Se acuerda cuando Dionisia consiguió unas semillas. Le aseguraron engendrarían unos hermosos alelíes. ¡Cómo trajinó con ellos! Aquí donde la tierra parece talco y rechaza cualquier condescendencia. No pudo contra la vehemente dentellada que todo lo transforma en ceniza. Decretó entonces que inventaría sus propios colores. La encontró Manuel un día, culo pa’riba, haciendo pozos en el suelo. Colocó alineadas y de cabeza viejas botellas de vidrio de tonalidades vivaces. Las regaba con ahínco, haciendo alarde del verdín que juntaban en el fondo y los hermosos destellos encrespándose a la hora de la siesta. Dionisia se olvidaba que estaban a mitad entre dos océanos reales y dos océanos de tierra y piedras. Se empeñaba en quitar el polvo, que inmediatamente volvía con aún más fuerza a ocupar su indiscutible lugar. 

Dionisia tarareaba la sardana como si estuviera frente a su Mediterráneo, entre gentes cantarinas y danzantes. También cepillaba sus cabellos, que el viento se ocupaba de azotar una y otra vez. Solía hacer gala de su piel de hembra satisfecha, aunque el sol le cuajaba los mofletes. Si al menos hubiera podido parir un niño a término...

El perro cimarrón lo observa, ya sin mayor entusiasmo. Manuel continúa en las alturas. Especula con cada amanecer hasta el mediodía, se emborracha de sol y viento durante la tarde, y se abandona al rocío y a la escarcha por las noches.

Su deber es bajar con la teja en la mano. Apagar la vela con lentitud, para que Dionisia emprenda su viaje. Mientras él tenga la teja entre las manos, resistiendo el embate de la polvareda, tallando surcos secos en sus mejillas, aguantará.

Cuando hicieron la casa ella se trepó a estos mismos lugares sin ningún temor. Colgada con cuerdas y a la par de su hombre le puso un freno al viento, un punto donde obligarlo a chillar, quejándose contra la cal reseca. Esperaron siempre al progreso, la luz eléctrica, el gas, el agua, o tal vez a un avión cruzando el aire.

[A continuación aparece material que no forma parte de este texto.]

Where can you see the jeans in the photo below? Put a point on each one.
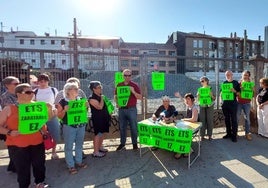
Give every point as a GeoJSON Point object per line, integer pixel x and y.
{"type": "Point", "coordinates": [126, 116]}
{"type": "Point", "coordinates": [73, 136]}
{"type": "Point", "coordinates": [53, 126]}
{"type": "Point", "coordinates": [246, 109]}
{"type": "Point", "coordinates": [229, 110]}
{"type": "Point", "coordinates": [26, 157]}
{"type": "Point", "coordinates": [206, 117]}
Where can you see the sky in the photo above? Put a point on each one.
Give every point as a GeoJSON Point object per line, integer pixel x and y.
{"type": "Point", "coordinates": [136, 20]}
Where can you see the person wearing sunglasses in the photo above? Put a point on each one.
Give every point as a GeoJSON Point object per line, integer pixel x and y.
{"type": "Point", "coordinates": [7, 98]}
{"type": "Point", "coordinates": [128, 113]}
{"type": "Point", "coordinates": [206, 109]}
{"type": "Point", "coordinates": [26, 150]}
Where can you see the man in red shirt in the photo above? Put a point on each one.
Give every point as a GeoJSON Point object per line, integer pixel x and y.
{"type": "Point", "coordinates": [128, 111]}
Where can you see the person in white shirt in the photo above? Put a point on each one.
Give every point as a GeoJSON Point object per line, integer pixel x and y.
{"type": "Point", "coordinates": [48, 94]}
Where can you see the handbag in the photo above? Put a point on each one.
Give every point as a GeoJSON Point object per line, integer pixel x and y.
{"type": "Point", "coordinates": [48, 140]}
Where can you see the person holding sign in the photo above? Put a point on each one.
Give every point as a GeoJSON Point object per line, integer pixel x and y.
{"type": "Point", "coordinates": [126, 95]}
{"type": "Point", "coordinates": [229, 90]}
{"type": "Point", "coordinates": [165, 112]}
{"type": "Point", "coordinates": [73, 112]}
{"type": "Point", "coordinates": [206, 102]}
{"type": "Point", "coordinates": [7, 98]}
{"type": "Point", "coordinates": [100, 118]}
{"type": "Point", "coordinates": [24, 140]}
{"type": "Point", "coordinates": [262, 109]}
{"type": "Point", "coordinates": [47, 94]}
{"type": "Point", "coordinates": [191, 116]}
{"type": "Point", "coordinates": [244, 100]}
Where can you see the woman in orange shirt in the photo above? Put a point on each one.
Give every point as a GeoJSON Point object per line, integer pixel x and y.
{"type": "Point", "coordinates": [26, 150]}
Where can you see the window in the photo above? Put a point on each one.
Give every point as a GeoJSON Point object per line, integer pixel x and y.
{"type": "Point", "coordinates": [200, 43]}
{"type": "Point", "coordinates": [171, 53]}
{"type": "Point", "coordinates": [124, 63]}
{"type": "Point", "coordinates": [195, 43]}
{"type": "Point", "coordinates": [21, 41]}
{"type": "Point", "coordinates": [162, 52]}
{"type": "Point", "coordinates": [134, 63]}
{"type": "Point", "coordinates": [124, 51]}
{"type": "Point", "coordinates": [134, 52]}
{"type": "Point", "coordinates": [171, 63]}
{"type": "Point", "coordinates": [162, 64]}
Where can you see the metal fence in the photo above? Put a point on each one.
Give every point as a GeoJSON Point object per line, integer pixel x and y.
{"type": "Point", "coordinates": [102, 66]}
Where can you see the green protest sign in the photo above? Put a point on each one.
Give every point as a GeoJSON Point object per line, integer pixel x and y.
{"type": "Point", "coordinates": [144, 134]}
{"type": "Point", "coordinates": [109, 105]}
{"type": "Point", "coordinates": [158, 80]}
{"type": "Point", "coordinates": [118, 77]}
{"type": "Point", "coordinates": [204, 96]}
{"type": "Point", "coordinates": [226, 87]}
{"type": "Point", "coordinates": [123, 94]}
{"type": "Point", "coordinates": [32, 117]}
{"type": "Point", "coordinates": [246, 94]}
{"type": "Point", "coordinates": [227, 96]}
{"type": "Point", "coordinates": [184, 141]}
{"type": "Point", "coordinates": [247, 85]}
{"type": "Point", "coordinates": [77, 112]}
{"type": "Point", "coordinates": [165, 137]}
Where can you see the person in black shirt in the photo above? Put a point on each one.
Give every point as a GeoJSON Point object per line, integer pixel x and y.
{"type": "Point", "coordinates": [229, 107]}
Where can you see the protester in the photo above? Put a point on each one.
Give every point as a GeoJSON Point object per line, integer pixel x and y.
{"type": "Point", "coordinates": [47, 94]}
{"type": "Point", "coordinates": [7, 98]}
{"type": "Point", "coordinates": [128, 112]}
{"type": "Point", "coordinates": [191, 116]}
{"type": "Point", "coordinates": [100, 118]}
{"type": "Point", "coordinates": [229, 106]}
{"type": "Point", "coordinates": [262, 109]}
{"type": "Point", "coordinates": [73, 133]}
{"type": "Point", "coordinates": [206, 110]}
{"type": "Point", "coordinates": [244, 103]}
{"type": "Point", "coordinates": [166, 111]}
{"type": "Point", "coordinates": [26, 150]}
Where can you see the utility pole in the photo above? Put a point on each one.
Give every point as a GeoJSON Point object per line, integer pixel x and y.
{"type": "Point", "coordinates": [75, 52]}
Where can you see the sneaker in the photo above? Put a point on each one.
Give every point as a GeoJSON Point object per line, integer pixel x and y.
{"type": "Point", "coordinates": [120, 147]}
{"type": "Point", "coordinates": [248, 137]}
{"type": "Point", "coordinates": [41, 185]}
{"type": "Point", "coordinates": [98, 154]}
{"type": "Point", "coordinates": [226, 136]}
{"type": "Point", "coordinates": [234, 139]}
{"type": "Point", "coordinates": [135, 146]}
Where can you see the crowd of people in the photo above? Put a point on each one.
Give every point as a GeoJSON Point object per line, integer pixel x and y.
{"type": "Point", "coordinates": [67, 110]}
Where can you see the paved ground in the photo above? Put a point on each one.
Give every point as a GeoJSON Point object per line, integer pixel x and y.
{"type": "Point", "coordinates": [222, 164]}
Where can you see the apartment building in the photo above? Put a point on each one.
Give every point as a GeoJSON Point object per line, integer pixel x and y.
{"type": "Point", "coordinates": [200, 52]}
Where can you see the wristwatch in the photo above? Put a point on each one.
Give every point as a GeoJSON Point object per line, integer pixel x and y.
{"type": "Point", "coordinates": [9, 132]}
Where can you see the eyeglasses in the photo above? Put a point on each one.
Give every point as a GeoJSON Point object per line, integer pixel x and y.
{"type": "Point", "coordinates": [27, 92]}
{"type": "Point", "coordinates": [127, 75]}
{"type": "Point", "coordinates": [15, 84]}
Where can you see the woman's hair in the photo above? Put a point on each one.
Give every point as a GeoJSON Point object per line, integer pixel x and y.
{"type": "Point", "coordinates": [9, 80]}
{"type": "Point", "coordinates": [69, 86]}
{"type": "Point", "coordinates": [264, 81]}
{"type": "Point", "coordinates": [20, 88]}
{"type": "Point", "coordinates": [165, 98]}
{"type": "Point", "coordinates": [190, 95]}
{"type": "Point", "coordinates": [204, 78]}
{"type": "Point", "coordinates": [94, 84]}
{"type": "Point", "coordinates": [246, 72]}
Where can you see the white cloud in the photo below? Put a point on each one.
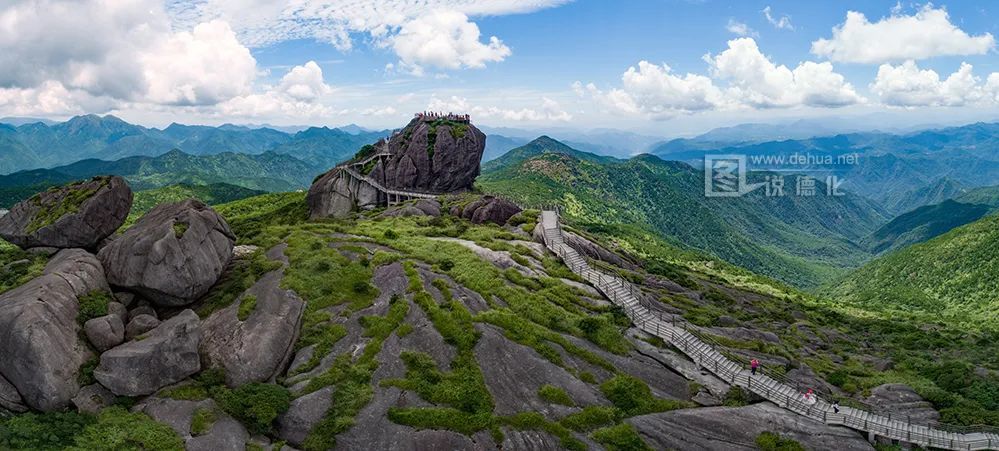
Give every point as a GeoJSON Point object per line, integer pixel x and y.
{"type": "Point", "coordinates": [756, 81]}
{"type": "Point", "coordinates": [445, 40]}
{"type": "Point", "coordinates": [402, 25]}
{"type": "Point", "coordinates": [907, 85]}
{"type": "Point", "coordinates": [740, 29]}
{"type": "Point", "coordinates": [925, 34]}
{"type": "Point", "coordinates": [782, 23]}
{"type": "Point", "coordinates": [305, 82]}
{"type": "Point", "coordinates": [740, 77]}
{"type": "Point", "coordinates": [119, 50]}
{"type": "Point", "coordinates": [202, 67]}
{"type": "Point", "coordinates": [549, 110]}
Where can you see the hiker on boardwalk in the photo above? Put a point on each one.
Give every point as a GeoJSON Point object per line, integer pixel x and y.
{"type": "Point", "coordinates": [809, 397]}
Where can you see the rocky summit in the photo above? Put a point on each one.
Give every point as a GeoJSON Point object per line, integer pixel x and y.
{"type": "Point", "coordinates": [76, 215]}
{"type": "Point", "coordinates": [435, 155]}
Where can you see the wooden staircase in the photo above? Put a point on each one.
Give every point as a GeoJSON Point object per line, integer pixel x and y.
{"type": "Point", "coordinates": [675, 331]}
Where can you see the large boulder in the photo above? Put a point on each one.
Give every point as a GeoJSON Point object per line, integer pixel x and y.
{"type": "Point", "coordinates": [258, 347]}
{"type": "Point", "coordinates": [173, 255]}
{"type": "Point", "coordinates": [76, 215]}
{"type": "Point", "coordinates": [428, 155]}
{"type": "Point", "coordinates": [39, 334]}
{"type": "Point", "coordinates": [164, 356]}
{"type": "Point", "coordinates": [490, 209]}
{"type": "Point", "coordinates": [736, 428]}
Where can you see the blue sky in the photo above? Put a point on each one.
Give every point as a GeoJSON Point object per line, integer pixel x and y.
{"type": "Point", "coordinates": [665, 67]}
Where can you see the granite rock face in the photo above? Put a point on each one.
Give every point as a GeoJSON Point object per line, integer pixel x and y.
{"type": "Point", "coordinates": [430, 156]}
{"type": "Point", "coordinates": [736, 428]}
{"type": "Point", "coordinates": [490, 209]}
{"type": "Point", "coordinates": [259, 347]}
{"type": "Point", "coordinates": [78, 215]}
{"type": "Point", "coordinates": [173, 255]}
{"type": "Point", "coordinates": [39, 335]}
{"type": "Point", "coordinates": [166, 355]}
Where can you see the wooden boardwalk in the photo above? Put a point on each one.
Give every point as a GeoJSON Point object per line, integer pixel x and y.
{"type": "Point", "coordinates": [675, 331]}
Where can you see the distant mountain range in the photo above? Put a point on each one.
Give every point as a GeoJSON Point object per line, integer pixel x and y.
{"type": "Point", "coordinates": [900, 172]}
{"type": "Point", "coordinates": [800, 240]}
{"type": "Point", "coordinates": [33, 144]}
{"type": "Point", "coordinates": [268, 171]}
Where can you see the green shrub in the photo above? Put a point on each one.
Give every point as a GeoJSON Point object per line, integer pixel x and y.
{"type": "Point", "coordinates": [93, 305]}
{"type": "Point", "coordinates": [203, 420]}
{"type": "Point", "coordinates": [622, 437]}
{"type": "Point", "coordinates": [769, 441]}
{"type": "Point", "coordinates": [633, 397]}
{"type": "Point", "coordinates": [48, 431]}
{"type": "Point", "coordinates": [591, 417]}
{"type": "Point", "coordinates": [117, 429]}
{"type": "Point", "coordinates": [555, 395]}
{"type": "Point", "coordinates": [736, 397]}
{"type": "Point", "coordinates": [255, 405]}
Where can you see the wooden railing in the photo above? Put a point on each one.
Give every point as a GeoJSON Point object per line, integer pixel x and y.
{"type": "Point", "coordinates": [766, 384]}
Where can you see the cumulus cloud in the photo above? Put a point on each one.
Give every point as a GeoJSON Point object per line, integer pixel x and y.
{"type": "Point", "coordinates": [122, 50]}
{"type": "Point", "coordinates": [739, 77]}
{"type": "Point", "coordinates": [740, 29]}
{"type": "Point", "coordinates": [925, 34]}
{"type": "Point", "coordinates": [906, 85]}
{"type": "Point", "coordinates": [548, 111]}
{"type": "Point", "coordinates": [757, 81]}
{"type": "Point", "coordinates": [304, 82]}
{"type": "Point", "coordinates": [781, 23]}
{"type": "Point", "coordinates": [297, 95]}
{"type": "Point", "coordinates": [428, 33]}
{"type": "Point", "coordinates": [446, 40]}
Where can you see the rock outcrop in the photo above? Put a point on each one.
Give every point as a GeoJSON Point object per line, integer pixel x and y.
{"type": "Point", "coordinates": [173, 255]}
{"type": "Point", "coordinates": [432, 156]}
{"type": "Point", "coordinates": [259, 347]}
{"type": "Point", "coordinates": [736, 428]}
{"type": "Point", "coordinates": [488, 209]}
{"type": "Point", "coordinates": [164, 356]}
{"type": "Point", "coordinates": [39, 334]}
{"type": "Point", "coordinates": [76, 215]}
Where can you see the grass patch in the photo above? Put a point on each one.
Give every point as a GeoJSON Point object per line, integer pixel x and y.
{"type": "Point", "coordinates": [771, 441]}
{"type": "Point", "coordinates": [203, 420]}
{"type": "Point", "coordinates": [622, 437]}
{"type": "Point", "coordinates": [256, 405]}
{"type": "Point", "coordinates": [93, 305]}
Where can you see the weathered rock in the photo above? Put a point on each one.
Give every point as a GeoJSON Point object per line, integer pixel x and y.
{"type": "Point", "coordinates": [10, 399]}
{"type": "Point", "coordinates": [142, 310]}
{"type": "Point", "coordinates": [172, 255]}
{"type": "Point", "coordinates": [93, 398]}
{"type": "Point", "coordinates": [736, 428]}
{"type": "Point", "coordinates": [118, 310]}
{"type": "Point", "coordinates": [425, 156]}
{"type": "Point", "coordinates": [91, 210]}
{"type": "Point", "coordinates": [901, 401]}
{"type": "Point", "coordinates": [39, 335]}
{"type": "Point", "coordinates": [167, 355]}
{"type": "Point", "coordinates": [490, 209]}
{"type": "Point", "coordinates": [140, 325]}
{"type": "Point", "coordinates": [305, 412]}
{"type": "Point", "coordinates": [259, 348]}
{"type": "Point", "coordinates": [513, 374]}
{"type": "Point", "coordinates": [105, 332]}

En España, cuando murió su madre, fue su propio abuelo quien le enseñó el procedimiento. Con tono grave, sosteniendo la destartalada escalera de madera, y sabiendo que el niño comprendía, le dijo: - Manuel, debemos ayudar a tu madre a dejar este mundo. Vé, súbete a la azotea, quita una teja y ábrele paso para que se eleve al cielo. Deja de llorar y entérate, ya eres un hombre. Ahora recordaba con rencor a ese abuelo bruto y poco afectuoso. Recordaba sus manos oscuras, sus ojos vidriosos, su olor a bacalao salado bajo los dientes.



¿Si la había amado? -Pues sí, hombre, y con el alma. Pues cómo es posible no amar esa férrea tozudez calada en el entrecejo, esa determinación por ponerle el cuerpo a todo un cielo, ese plantarse en tierra con las manos en jarra preguntándole a la vida ¡qué me tienes para hoy! Pero si ella era bellamente dura, terca, más fuerte que cien bueyes juntos y más altanera que mil ejércitos -Hombre, era hermosa, sin más carnes que un tobillo de canario!!! Y allí, en medio de las piedras, la había amado una y mil veces gritando su gozo sin falsas castidades.

Manuel juega a que es joven y vigoroso, estira su mano para alcanzar un canto rodado, pierde el equilibrio. Cae del techo aplastando su mejilla contra el suelo reseco. Quieto, muy quieto, balbucea entre dientes: -¡putas, está hecho!!

Por entre los yuyos pegados a sus ojos puede ver la vela aún encendida y la sombra del cuerpo recostado de Dionisia proyectada sobre todo el interior de la tapera. 

Tiene en su mano izquierda, apretadas con fuerza, una teja.